In order to release pressure on the nerve and make space for the nerve to heal, a small amount of the bone over the nerve root and some of the disc material from underneath the nerve root are removed during a microdiscectomy or microdecompression.
The conventional treatment for lumbar herniated discs is a microdiscectomy, which is more effective at reducing leg pain symptoms than low back pain.
In order to treat a herniated disc of the cervical or lumbar spine, an arthroscopic discectomy decompresses the spine. It has a high learning curve for surgeons and is less prevalent than other discectomy for decompression operations, like a microdiscectomy, while being less invasive than certain other treatments.
The discectomy operation is regarded as secure. However, problems are a possibility with any surgery, including discectomies. Complications that could arise include:
- Bleeding \ Infection.
- Spinal fluid leak.
- Injury to the spine’s surrounding blood vessels or nerves.
How to prepare for the surgery?
Prior to surgery, you’ll probably need to fast for a set period of time. Before surgery, you might need to change your dosing schedule if you use blood thinners. You’ll receive detailed instructions from your doctor.
- Discectomy is typically performed under general anaesthetic, rendering the patient unconscious. To access the herniated disc, a small portion of spinal bone and ligament may be removed.
- It is ideal to only remove the disc fragment that is pressing on the nerve, reducing pressure while leaving the majority of the disc intact.

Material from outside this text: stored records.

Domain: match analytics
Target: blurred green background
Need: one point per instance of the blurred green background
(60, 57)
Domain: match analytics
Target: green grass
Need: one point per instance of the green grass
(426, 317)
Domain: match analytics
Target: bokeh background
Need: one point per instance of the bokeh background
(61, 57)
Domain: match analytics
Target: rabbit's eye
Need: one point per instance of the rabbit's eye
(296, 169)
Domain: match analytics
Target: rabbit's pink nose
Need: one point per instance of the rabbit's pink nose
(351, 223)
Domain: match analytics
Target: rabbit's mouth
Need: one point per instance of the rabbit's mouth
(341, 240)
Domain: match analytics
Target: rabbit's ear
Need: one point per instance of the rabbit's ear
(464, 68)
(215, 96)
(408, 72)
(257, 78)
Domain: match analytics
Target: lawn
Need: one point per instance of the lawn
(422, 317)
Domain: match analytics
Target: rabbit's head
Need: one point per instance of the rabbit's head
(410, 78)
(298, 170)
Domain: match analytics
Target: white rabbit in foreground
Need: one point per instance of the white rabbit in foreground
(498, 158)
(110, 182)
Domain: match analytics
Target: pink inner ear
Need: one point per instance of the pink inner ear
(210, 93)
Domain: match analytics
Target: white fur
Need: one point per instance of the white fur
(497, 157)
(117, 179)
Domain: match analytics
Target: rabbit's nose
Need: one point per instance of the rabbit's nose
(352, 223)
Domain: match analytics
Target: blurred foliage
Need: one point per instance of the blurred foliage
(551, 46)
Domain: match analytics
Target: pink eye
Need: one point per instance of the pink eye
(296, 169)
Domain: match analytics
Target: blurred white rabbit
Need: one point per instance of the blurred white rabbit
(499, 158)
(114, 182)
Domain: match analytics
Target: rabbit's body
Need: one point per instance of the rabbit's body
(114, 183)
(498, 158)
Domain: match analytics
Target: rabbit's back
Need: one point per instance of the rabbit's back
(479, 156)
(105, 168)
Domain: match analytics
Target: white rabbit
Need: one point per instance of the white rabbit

- If the entire disc must be removed, your surgeon might need to fill the empty space with synthetic bone substitute or a piece of bone from your own pelvis or a deceased donor. After that, metal hardware is employed to fuse the adjacent vertebrae together.
- You are taken to a recovery room following surgery, where the medical staff keeps an eye out for any operation- or anesthesia-related issues. Although a brief hospital stay may be required, especially if you have any major pre-existing medical conditions, you may be in good enough health to return home the same day as your surgery.
- You might be able to go back to work in two to six weeks, depending on how much lifting, walking, and sitting your job entails. Your doctor might urge you to wait six to eight weeks before going back to work if your position requires you to perform heavy lifting or operate large machines.
- In most patients with obvious symptoms of nerve compression, such as radiating pain, a discectomy lessens the symptoms of a herniated disc. Discectomy doesn’t do anything to stop the process that caused the disc to become herniated in the first place, therefore it might not be a lasting treatment.
- Your doctor may advise weight loss, suggest a low-impact exercise regimen, and encourage you to limit some tasks that require significant or repeated bending, twisting, or lifting in order to prevent re-injuring your spine.